93. The French Connection (1971)

“A pair of NYC cops in the Narcotics Bureau stumble onto a drug smuggling job with a French connection.”

This film took me almost a week to watch. And that’s not because it’s long or anything like that. It’s because I feel asleep multiple times during the first forty or so minutes of the film, finally just paused it, and left it up on my computer until the very last minute. The thing is, if I would have just finished watching it, you know, when I had begun it, I would have realized that the last hour of the film is much more interesting than the first forty three minutes.

First off, this film definitely has a 1970s feel to it. That 70s feel is in everything from the camera work to the score composed by Don Ellis.

Most of notes on the beginning of this film are all commentary on the actual plot, and none of it is very helpful in writing this blog, so I’m just gonna go ahead and jump to the part that I really did enjoy.

From the moment Gene Hackman’s character, Jimmy “Popeye” Doyle, is being shot at by the character Nicoli, my interest peaked. It finally felt like something was happening in the film. From this moment on, I was hooked. The film finally felt like it was moving at a decent pace.

I don’t know if it’s because one of the last college classes I took was an audio for film class, but for some reason I really noticed things such as footsteps and door creaks and things along that nature in this film. After looking into it, I saw that this film was nominated for an Academy Award for best sound mixing, and that makes complete sense. Very rarely is stuff like that noticeable. And, when it is noticeable, it’s for one of two reasons: it’s either horrific or tremendous. Thankfully, with this film, it was the latter.

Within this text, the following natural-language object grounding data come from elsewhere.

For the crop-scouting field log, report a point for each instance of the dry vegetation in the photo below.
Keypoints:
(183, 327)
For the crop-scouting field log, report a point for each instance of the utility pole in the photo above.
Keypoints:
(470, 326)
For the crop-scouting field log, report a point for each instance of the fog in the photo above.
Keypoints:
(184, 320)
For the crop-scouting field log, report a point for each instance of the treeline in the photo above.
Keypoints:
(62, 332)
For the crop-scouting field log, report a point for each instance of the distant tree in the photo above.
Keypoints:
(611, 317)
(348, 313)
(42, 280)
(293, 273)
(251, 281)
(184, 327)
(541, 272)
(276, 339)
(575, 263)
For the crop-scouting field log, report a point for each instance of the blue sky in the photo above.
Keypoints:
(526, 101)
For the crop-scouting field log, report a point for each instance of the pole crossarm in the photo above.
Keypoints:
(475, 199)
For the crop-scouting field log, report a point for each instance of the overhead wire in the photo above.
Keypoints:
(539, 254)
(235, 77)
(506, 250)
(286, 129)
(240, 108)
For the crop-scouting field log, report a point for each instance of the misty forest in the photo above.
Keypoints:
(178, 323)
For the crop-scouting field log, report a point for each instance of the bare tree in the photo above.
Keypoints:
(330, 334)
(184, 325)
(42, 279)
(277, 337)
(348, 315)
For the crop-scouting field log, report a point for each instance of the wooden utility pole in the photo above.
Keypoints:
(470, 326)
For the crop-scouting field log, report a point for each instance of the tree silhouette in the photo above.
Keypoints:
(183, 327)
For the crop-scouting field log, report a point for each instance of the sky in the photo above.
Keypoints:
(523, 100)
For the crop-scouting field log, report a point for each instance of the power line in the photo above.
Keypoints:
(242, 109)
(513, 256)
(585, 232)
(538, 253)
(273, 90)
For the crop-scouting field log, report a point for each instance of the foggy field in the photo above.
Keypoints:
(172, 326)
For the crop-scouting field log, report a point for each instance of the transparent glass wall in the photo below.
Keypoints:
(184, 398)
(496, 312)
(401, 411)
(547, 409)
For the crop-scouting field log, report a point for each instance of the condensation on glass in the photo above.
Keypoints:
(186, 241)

When it comes to Gene Hackman and Roy Scheider, I thought they did a magnificent job. What I find odd is that, usually, when I like an actor, they are enough to keep me entertained during a film. However, although their performance was great, I was still quite bored during the beginning of this film.

This blog, unfortunately, is a bit shorter than the others have been. I don’t know if that’s because I’m writing it quite last minute (oops) or if it’s because I did not enjoy this film as much as I had hoped to. Either way, I don’t really have much more to say about it. The acting was great. The sound mixing was fantastic. And the last hour of the film is the only part that I found really interesting.